Dans une autre tribune du Monde du même jour, Guy Le Boterf, professeur de management, déplore dans cette réforme une absence de nouveauté dans le domaine non technique des formations : apprendre le savoir-être, une notion qui complète le savoir-faire, et qui est de plus en plus nécessaire dans le monde du travail, toujours plus communicatif et collectif. Un savoir qui pourrait paraître impalpable, mais qui s’enseigne tout de même, qui est nécessaire dans tous les métiers et à tous les niveaux, et qui aurait mérité une place dans les critères d’évaluation.
Pour Muriel Pénicaud, ministre du Travail, il s’agit davantage de faire de la régulation, non de l’opérationnel. Aux formateurs donc d’innover en matière de formation ; les pouvoirs publics se mêlent d’évaluer, pas de fixer le contenu.

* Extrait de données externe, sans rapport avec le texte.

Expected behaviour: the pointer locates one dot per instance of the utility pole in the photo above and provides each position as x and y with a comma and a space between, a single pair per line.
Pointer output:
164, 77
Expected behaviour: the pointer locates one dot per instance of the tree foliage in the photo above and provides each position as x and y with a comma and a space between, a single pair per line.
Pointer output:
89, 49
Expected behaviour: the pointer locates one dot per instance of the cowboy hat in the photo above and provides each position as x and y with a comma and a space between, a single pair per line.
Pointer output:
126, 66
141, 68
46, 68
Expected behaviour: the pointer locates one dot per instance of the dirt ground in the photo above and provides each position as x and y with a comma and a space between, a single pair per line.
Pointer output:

La nouveauté est dans l’outil

Annoncée en avril 2018, créée par la loi du 5 septembre dernier, l’agence France Compétences est en activité depuis le 1er janvier 2019. Elle est l’unique instance de gouvernance de la formation professionnelle et de l’apprentissage, et a pour mission d’assurer le financement, la régulation, le contrôle et l’évaluation. Une centralisation jugée nécessaire pour mieux réguler, entre autres, les prix des formations et éviter des dérives constatées : des prix allant de 1 à 6 pour une même formation (un CAP cuisine de 2.500 à 14.000 euros). Le référentiel national procède également de cette volonté centralisatrice, pour plus de clarté. Une étude d’impact accompagnant le projet de loi Avenir professionnel avait en effet souligné que la multiplicité des labels et certifications rendait difficile l’évaluation par le public. La réforme impose donc pour la première fois un référentiel national unique pour l’évaluation des formations financées sur fonds publics. Outre le caractère unique du référentiel d’évaluation, le projet de décret impose un transfert d’obligation : là où il incombe aux financeurs de vérifier la capacité d’un organisme à dispenser une formation de qualité, ce sont les organismes de formation qui auront l’obligation d’être certifiés.